Hetherington and Junger show how this naming was an act of defiance as well as remembrance – a way in which a bunch of very scared young men could impose their identities on an alien, hostile landscape. It was also a way of containing and controlling their fear of death.

Hetherington's own terrible fate shows that the fear and danger with which his film was saturated was not a Hollywood device or a journalist's macho rhetoric. They were actually present.

Hetherington began his career as a stills photographer – though he and Junger appear genuinely to have shared the filming and directing responsibilities on Restrepo. It was an inspired collaboration, but Junger must surely have relied greatly on Hetherington's razor-sharp visual sense. The images in Restrepo are viscerally powerful. There's an incredible moment when the film, having shown us these soldiers getting aboard a helicopter, switches to their point-of-view as they look down into the valley from hundreds of metres above. It is a moment of pure vertigo: you can feel your heart plunge into your boots.

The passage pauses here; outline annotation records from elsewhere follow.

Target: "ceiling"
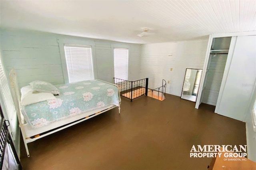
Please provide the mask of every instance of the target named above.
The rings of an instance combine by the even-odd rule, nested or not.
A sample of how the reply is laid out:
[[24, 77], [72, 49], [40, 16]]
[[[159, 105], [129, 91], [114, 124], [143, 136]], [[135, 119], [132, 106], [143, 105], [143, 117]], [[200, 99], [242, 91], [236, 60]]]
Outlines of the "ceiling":
[[[0, 26], [148, 43], [256, 30], [255, 0], [0, 1]], [[137, 36], [143, 28], [155, 34]]]

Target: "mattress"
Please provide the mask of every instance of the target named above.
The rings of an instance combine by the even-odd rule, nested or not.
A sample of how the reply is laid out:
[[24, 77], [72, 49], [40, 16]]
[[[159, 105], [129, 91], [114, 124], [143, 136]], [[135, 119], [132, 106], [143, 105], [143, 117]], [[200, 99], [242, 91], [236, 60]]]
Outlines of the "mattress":
[[86, 115], [86, 112], [120, 105], [118, 87], [99, 80], [55, 86], [60, 92], [55, 96], [56, 99], [22, 106], [22, 113], [30, 128], [39, 128], [72, 117], [78, 117], [76, 116]]

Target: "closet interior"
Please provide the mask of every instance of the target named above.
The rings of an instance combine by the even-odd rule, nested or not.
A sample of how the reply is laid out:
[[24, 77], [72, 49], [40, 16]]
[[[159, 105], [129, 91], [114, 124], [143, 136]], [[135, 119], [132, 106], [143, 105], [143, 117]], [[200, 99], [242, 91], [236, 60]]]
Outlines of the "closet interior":
[[213, 39], [202, 90], [202, 103], [216, 106], [231, 38]]

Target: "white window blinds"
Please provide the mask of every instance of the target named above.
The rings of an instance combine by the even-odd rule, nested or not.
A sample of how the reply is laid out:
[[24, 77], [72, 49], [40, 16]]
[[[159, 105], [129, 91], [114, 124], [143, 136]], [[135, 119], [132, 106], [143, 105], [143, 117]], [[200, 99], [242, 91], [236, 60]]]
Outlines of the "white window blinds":
[[64, 49], [69, 82], [94, 79], [92, 47], [65, 44]]
[[127, 48], [114, 49], [115, 78], [128, 80], [128, 54]]
[[17, 121], [16, 110], [1, 58], [0, 56], [0, 103], [4, 118], [8, 120], [10, 124], [9, 130], [13, 135], [12, 138], [15, 140]]

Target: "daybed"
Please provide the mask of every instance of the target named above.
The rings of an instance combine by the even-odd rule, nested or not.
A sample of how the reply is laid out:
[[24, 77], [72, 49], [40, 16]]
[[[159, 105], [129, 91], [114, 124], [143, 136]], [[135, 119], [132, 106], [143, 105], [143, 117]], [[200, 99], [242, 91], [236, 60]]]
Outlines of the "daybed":
[[[10, 77], [19, 126], [28, 157], [28, 143], [116, 107], [119, 107], [120, 113], [120, 92], [118, 87], [113, 84], [99, 80], [66, 83], [55, 85], [57, 90], [49, 94], [44, 93], [48, 92], [44, 91], [44, 86], [50, 83], [34, 81], [21, 89], [20, 97], [14, 69], [11, 71]], [[52, 93], [58, 94], [54, 96]], [[46, 97], [50, 97], [46, 101], [42, 99], [44, 97], [41, 97], [50, 95]]]

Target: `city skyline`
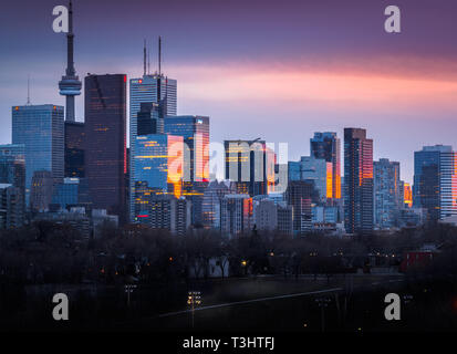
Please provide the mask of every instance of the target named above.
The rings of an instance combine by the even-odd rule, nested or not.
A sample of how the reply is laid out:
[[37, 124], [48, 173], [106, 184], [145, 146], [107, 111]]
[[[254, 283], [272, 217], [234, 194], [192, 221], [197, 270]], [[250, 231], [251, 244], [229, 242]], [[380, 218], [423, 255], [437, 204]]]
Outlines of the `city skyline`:
[[[180, 1], [174, 2], [175, 8], [158, 4], [165, 19], [175, 9], [176, 17], [187, 15], [195, 23], [172, 27], [164, 19], [157, 19], [154, 24], [144, 23], [146, 14], [138, 12], [149, 9], [144, 1], [129, 3], [128, 9], [116, 1], [96, 4], [75, 1], [76, 73], [84, 77], [87, 72], [122, 72], [128, 79], [139, 77], [144, 38], [150, 46], [154, 72], [156, 41], [162, 34], [163, 71], [179, 81], [178, 114], [210, 116], [212, 142], [259, 135], [267, 142], [289, 143], [289, 160], [297, 160], [309, 155], [309, 138], [314, 132], [336, 132], [342, 137], [344, 127], [360, 126], [373, 137], [374, 159], [399, 162], [402, 179], [413, 183], [415, 150], [425, 145], [457, 145], [449, 129], [449, 125], [456, 124], [453, 118], [457, 113], [453, 104], [457, 94], [453, 63], [457, 49], [449, 45], [455, 24], [447, 14], [455, 4], [440, 1], [430, 10], [426, 4], [412, 8], [405, 1], [397, 1], [403, 31], [399, 35], [390, 35], [383, 32], [382, 25], [386, 2], [380, 1], [376, 6], [349, 2], [357, 6], [347, 4], [345, 9], [334, 3], [330, 7], [329, 1], [322, 4], [289, 1], [290, 7], [281, 8], [279, 18], [281, 23], [289, 19], [290, 24], [284, 23], [276, 33], [268, 20], [273, 10], [280, 8], [270, 2], [262, 2], [261, 12], [256, 1], [246, 6], [236, 19], [250, 21], [237, 21], [238, 27], [230, 25], [227, 18], [233, 14], [237, 3], [202, 1], [191, 9]], [[29, 30], [21, 28], [21, 21], [12, 23], [4, 19], [2, 23], [8, 28], [0, 34], [0, 43], [9, 48], [8, 53], [2, 54], [2, 67], [11, 67], [0, 74], [2, 143], [11, 142], [11, 106], [27, 101], [28, 74], [32, 104], [64, 105], [56, 82], [65, 67], [66, 37], [51, 29], [52, 8], [58, 3], [22, 1], [21, 4], [27, 6], [8, 7], [12, 13], [23, 12], [21, 19], [28, 22]], [[107, 4], [110, 15], [101, 12]], [[207, 21], [193, 22], [198, 19], [201, 7], [207, 7]], [[294, 14], [293, 10], [301, 11]], [[116, 22], [121, 13], [125, 15], [123, 22], [129, 24], [125, 34], [113, 30], [112, 22]], [[333, 21], [324, 21], [322, 13]], [[426, 25], [422, 23], [426, 15], [427, 20], [439, 18], [440, 22], [430, 20], [432, 24]], [[217, 20], [220, 23], [216, 25]], [[375, 24], [370, 23], [372, 20]], [[97, 24], [103, 25], [104, 31], [100, 31]], [[207, 33], [207, 27], [214, 28], [215, 34]], [[357, 30], [361, 28], [365, 29], [362, 33]], [[28, 35], [30, 30], [42, 35], [34, 35], [32, 40]], [[184, 30], [193, 35], [184, 37]], [[93, 31], [97, 34], [93, 35]], [[239, 35], [242, 31], [247, 34], [245, 40]], [[221, 33], [226, 35], [217, 37]], [[264, 39], [262, 33], [270, 37]], [[353, 41], [344, 41], [342, 46], [339, 41], [343, 38]], [[32, 53], [34, 60], [30, 61]], [[23, 71], [25, 62], [27, 72]], [[21, 74], [15, 70], [19, 67]], [[278, 100], [282, 103], [281, 111], [278, 111]], [[83, 97], [77, 96], [77, 121], [83, 117]], [[280, 128], [278, 115], [285, 116], [280, 119]], [[241, 122], [246, 126], [243, 132], [239, 132]]]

When these men were under fire, Hetherington was under fire, too, and arguably in more danger: he was armed only with a camera. But perhaps the film's most extraordinary scene was one that was (ostensibly) calm. One of the soldiers is being interviewed afterwards about his experiences. Mid-sentence, he stops; he can't carry on. It is not simply that he is emotional – he is in the middle of a flashback, actually caught on camera remembering horrifying events he had clearly suppressed until that moment.

To understand the realities of a warzone, to transmit those realities back to us, Hetherington put himself in harm's way: a brilliant journalist and a courageous, radical film-maker.